The Oak Bluffs police didn't make much effort to keep their initial interviews private so after I'd given my statement I hung around to see what other people would say and what else would happen. Not much did, but I managed to hear the hotel clerk tell the police that she really didn't know anything about Fred McMahan and Angelo Vinci, and to hear Alfred Cabot tell them he'd never even seen them. Fred and Angie were just customers who had taken the room for a few days and had apparently slipped away sometime during the night without informing the desk. McMahan had paid a week's rent in cash in advance. No, they had heard no sounds of violence in the room and had no idea what the blood meant. It was very mysterious and troubling.

The chambermaid, who was next in line to tell her tale, was now calmer than when she'd come down the stairs but was far from sanguine. As she listened to her superiors give their reports, she fingered her skirt nervously, and when Cabot spoke, I thought a furtive look crossed her face before her eyes dropped and her features became enigmatic.

I wondered if she understood more English than I'd presumed, and if she had her green card. I didn't care whether she had the card, but I didn't expect her to say anything that might offend her boss or make the police interested in her. She no doubt needed her job, and the members of the island's large community of Brazilians are often wary of police since back home the cops are not necessarily friends of the poor.
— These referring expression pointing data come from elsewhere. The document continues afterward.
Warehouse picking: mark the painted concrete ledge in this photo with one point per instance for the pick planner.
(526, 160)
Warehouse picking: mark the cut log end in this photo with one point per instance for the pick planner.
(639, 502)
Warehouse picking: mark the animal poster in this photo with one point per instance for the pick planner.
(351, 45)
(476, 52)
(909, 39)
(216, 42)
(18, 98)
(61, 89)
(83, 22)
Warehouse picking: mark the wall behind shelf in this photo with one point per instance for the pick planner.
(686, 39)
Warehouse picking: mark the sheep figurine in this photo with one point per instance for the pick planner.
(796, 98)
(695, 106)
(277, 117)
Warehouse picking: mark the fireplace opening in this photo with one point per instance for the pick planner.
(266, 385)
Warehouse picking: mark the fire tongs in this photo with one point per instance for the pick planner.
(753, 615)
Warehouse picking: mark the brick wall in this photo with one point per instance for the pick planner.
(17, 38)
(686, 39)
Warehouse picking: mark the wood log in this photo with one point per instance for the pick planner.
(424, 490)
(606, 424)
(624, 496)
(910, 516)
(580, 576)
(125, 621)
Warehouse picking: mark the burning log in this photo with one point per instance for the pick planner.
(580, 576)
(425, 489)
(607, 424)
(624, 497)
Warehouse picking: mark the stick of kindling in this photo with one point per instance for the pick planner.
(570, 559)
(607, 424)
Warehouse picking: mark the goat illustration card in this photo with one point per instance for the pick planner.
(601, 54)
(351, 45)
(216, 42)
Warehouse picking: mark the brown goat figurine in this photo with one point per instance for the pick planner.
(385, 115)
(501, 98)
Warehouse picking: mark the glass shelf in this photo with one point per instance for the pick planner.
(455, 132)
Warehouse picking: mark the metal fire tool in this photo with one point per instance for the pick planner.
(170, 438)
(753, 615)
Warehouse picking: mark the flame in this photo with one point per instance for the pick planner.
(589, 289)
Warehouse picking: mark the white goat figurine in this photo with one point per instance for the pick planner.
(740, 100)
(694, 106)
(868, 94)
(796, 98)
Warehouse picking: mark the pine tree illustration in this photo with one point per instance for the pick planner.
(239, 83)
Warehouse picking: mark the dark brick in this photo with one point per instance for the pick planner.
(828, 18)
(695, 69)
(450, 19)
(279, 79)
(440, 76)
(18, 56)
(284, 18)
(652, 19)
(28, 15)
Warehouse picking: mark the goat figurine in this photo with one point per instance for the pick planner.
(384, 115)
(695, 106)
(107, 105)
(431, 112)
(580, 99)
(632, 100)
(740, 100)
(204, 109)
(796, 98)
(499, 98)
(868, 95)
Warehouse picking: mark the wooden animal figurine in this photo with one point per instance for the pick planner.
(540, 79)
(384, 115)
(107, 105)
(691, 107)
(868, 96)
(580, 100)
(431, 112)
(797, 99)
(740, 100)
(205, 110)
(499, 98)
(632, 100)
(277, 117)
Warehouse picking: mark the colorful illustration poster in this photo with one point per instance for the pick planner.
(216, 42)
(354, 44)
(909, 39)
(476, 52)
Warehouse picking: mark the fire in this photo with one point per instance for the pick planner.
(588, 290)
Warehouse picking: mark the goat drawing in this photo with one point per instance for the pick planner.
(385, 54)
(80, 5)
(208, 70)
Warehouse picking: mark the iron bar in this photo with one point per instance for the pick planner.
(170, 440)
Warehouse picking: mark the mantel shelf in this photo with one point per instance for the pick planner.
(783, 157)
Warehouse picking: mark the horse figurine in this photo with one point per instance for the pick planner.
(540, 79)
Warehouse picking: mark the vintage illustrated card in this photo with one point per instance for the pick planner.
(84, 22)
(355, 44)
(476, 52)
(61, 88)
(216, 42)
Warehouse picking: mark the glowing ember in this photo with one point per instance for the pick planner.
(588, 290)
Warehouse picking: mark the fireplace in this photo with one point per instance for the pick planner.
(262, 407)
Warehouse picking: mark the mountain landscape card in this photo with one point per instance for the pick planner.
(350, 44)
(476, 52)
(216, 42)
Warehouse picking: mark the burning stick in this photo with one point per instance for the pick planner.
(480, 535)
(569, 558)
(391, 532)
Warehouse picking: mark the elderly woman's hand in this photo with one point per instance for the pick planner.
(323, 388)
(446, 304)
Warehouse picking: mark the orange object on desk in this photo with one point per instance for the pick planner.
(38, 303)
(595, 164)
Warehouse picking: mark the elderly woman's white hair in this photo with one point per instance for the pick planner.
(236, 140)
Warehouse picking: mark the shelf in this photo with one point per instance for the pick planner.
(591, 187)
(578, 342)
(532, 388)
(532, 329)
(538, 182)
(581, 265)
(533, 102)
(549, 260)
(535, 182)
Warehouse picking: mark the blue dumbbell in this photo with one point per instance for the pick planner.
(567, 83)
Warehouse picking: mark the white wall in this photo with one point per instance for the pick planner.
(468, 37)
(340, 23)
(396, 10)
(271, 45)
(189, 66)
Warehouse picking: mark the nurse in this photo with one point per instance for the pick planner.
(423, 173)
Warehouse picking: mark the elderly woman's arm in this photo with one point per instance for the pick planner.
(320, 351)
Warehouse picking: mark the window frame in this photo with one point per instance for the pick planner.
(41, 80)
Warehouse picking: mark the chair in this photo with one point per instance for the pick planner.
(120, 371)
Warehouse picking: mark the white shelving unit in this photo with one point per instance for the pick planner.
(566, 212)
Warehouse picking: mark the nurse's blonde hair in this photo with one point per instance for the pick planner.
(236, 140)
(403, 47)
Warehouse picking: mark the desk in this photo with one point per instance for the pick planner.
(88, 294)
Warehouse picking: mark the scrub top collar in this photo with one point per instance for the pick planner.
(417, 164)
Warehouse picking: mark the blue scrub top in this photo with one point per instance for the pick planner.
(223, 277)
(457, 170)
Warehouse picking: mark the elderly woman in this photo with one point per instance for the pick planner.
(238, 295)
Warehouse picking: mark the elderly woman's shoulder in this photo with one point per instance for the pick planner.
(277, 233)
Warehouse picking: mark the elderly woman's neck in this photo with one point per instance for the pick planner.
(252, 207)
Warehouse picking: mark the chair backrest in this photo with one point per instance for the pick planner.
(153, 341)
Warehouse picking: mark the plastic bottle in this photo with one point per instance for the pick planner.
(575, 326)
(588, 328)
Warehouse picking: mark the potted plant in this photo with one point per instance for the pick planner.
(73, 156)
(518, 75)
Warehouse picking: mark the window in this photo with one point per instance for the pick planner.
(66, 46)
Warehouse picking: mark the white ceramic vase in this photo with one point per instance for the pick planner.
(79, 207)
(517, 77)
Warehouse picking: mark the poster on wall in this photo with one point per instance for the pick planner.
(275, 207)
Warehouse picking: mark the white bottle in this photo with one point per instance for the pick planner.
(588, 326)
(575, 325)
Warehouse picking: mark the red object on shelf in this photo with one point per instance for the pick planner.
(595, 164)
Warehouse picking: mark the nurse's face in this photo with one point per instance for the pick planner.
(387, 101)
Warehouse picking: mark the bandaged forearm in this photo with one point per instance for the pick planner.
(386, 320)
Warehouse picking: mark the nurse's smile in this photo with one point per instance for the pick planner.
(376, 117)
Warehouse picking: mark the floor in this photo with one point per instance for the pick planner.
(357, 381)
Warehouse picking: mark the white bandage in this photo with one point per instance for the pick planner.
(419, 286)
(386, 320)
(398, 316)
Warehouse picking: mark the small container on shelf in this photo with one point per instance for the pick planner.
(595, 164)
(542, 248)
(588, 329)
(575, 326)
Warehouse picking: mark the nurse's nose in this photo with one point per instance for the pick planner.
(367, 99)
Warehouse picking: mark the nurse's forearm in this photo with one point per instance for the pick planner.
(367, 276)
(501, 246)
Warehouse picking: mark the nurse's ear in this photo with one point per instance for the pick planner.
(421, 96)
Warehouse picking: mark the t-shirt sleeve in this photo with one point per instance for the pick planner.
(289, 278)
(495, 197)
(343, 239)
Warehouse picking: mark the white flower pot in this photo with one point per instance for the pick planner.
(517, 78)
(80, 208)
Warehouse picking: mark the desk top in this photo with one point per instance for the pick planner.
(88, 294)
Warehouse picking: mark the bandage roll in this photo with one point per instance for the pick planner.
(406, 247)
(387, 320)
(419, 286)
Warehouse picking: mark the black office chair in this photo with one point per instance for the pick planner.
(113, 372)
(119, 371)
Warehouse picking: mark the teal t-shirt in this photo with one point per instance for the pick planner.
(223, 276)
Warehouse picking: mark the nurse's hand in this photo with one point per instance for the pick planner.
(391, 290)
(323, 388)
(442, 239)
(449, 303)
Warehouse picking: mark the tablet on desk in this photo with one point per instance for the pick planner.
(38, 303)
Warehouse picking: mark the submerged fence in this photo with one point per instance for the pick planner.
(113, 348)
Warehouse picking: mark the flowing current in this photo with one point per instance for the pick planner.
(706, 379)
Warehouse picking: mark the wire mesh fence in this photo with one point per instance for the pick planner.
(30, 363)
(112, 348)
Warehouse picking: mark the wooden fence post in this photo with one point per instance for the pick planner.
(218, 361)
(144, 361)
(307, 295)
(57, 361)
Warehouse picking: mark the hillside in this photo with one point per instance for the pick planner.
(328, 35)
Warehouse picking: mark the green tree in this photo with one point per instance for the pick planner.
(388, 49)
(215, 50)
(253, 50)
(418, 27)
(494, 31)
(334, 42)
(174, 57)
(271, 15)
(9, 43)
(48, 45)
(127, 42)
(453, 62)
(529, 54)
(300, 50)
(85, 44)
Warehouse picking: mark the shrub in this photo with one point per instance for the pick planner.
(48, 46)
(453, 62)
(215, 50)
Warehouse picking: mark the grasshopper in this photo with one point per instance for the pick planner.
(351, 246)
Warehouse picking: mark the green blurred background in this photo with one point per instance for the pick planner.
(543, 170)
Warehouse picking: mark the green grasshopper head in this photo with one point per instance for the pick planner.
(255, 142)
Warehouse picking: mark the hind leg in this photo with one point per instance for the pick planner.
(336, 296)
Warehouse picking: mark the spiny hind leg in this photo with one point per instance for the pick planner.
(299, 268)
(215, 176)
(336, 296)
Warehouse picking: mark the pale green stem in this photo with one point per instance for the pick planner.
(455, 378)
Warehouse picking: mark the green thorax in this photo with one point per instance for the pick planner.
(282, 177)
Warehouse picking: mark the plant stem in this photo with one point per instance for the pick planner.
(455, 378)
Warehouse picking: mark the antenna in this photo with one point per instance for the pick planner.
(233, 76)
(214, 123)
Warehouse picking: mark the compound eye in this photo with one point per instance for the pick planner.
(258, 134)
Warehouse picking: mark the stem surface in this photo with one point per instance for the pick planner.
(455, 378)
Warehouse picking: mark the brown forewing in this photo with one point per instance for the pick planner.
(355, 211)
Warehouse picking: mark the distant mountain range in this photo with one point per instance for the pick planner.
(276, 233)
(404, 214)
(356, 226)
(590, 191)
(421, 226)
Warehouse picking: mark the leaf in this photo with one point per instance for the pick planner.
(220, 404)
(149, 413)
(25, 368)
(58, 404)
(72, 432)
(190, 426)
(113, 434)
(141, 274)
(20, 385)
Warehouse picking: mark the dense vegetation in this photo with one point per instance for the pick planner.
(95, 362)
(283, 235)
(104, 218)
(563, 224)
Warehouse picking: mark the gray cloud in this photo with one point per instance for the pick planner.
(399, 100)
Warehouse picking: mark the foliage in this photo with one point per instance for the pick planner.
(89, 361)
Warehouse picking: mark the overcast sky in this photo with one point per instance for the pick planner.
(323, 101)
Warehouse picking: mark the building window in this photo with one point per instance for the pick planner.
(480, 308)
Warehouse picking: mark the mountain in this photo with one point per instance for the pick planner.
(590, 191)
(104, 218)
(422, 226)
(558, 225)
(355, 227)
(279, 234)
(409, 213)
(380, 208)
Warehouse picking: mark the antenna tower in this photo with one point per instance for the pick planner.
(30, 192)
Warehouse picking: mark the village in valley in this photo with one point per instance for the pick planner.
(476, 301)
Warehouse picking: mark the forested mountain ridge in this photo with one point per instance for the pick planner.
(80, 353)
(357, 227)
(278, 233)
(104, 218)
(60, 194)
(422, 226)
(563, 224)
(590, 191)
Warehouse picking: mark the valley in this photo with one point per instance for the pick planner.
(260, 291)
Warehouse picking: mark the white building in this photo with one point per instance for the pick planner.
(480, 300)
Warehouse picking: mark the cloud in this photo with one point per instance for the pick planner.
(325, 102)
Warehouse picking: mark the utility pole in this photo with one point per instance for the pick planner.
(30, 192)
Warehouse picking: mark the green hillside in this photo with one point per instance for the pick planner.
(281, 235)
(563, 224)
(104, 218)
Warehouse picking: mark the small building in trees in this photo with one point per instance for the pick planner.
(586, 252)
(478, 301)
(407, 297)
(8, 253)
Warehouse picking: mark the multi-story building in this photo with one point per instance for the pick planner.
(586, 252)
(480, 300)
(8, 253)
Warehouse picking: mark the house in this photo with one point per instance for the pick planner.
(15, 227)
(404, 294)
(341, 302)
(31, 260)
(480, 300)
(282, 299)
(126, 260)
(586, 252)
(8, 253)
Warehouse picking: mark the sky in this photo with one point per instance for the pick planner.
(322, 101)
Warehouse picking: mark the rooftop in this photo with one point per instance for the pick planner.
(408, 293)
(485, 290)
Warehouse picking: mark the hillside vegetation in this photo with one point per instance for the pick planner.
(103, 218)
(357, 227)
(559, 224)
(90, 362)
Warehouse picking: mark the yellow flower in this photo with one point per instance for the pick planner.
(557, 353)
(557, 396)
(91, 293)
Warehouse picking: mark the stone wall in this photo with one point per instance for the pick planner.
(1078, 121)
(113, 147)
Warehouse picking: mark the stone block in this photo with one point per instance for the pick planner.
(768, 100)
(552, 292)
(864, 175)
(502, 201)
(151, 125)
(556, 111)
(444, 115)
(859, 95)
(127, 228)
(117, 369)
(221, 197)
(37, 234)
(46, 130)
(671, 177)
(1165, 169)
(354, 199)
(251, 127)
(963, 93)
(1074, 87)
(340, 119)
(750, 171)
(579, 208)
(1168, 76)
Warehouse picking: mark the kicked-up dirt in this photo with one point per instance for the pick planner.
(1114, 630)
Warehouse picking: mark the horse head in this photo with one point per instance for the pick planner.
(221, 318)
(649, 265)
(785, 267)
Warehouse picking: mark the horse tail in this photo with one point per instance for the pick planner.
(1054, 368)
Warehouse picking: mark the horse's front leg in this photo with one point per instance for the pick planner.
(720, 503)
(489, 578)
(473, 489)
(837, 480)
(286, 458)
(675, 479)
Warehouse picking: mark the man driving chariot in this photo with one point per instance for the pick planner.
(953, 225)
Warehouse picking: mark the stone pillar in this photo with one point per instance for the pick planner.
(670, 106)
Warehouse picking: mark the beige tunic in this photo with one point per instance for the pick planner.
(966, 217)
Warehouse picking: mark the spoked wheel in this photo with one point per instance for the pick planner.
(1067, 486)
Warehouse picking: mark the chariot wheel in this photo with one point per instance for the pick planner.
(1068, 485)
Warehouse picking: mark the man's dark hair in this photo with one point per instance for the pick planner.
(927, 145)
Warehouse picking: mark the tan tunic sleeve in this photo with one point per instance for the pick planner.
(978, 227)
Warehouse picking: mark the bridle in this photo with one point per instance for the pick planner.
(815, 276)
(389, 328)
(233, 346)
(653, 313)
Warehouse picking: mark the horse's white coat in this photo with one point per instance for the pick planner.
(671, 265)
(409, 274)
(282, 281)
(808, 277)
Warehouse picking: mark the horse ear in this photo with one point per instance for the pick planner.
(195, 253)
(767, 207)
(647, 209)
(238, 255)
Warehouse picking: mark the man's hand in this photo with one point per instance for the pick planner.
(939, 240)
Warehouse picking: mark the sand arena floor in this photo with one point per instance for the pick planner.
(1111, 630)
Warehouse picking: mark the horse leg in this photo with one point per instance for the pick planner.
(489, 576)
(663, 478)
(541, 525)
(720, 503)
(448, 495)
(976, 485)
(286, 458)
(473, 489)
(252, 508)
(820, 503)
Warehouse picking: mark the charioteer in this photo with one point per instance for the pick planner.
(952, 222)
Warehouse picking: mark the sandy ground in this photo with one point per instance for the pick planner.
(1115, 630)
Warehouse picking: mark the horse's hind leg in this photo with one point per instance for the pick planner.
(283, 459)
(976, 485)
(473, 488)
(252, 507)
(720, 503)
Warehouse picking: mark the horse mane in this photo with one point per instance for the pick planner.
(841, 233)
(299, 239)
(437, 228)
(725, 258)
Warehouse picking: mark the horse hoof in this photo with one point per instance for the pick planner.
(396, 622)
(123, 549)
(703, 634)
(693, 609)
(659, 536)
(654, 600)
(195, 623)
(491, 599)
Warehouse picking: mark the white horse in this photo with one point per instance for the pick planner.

To combat this notion, several island police departments now had Portuguese-speaking officers to bridge the language gap and persuade the Brazilians that the island cops really do work to protect and serve, but the police on the scene did not include such a multi-lingual officer, so when the chambermaid—Delia, by name, I learned as I listened—waved her arms and explained in fractured English how I'd asked her to go to the room and she'd found—
sangue! Mãe de Deus!
—what a calamity! Where were the two
senhors
? No, she hadn't seen them since early the day before. This morning there was a sign on the door saying not to disturb them. What a disaster! No, she knew little about them. They said hello if they met in the hall. Yes, they seemed friendly. No, she had never heard or seen any indication of violence in the room until now.
Sangue!
Seeing it, she had run right out of the room. Her eyes had flicked toward Alfred Cabot and she'd added that nothing like this had ever happened in the hotel before. It was a fine hotel that catered to only the finest of guests.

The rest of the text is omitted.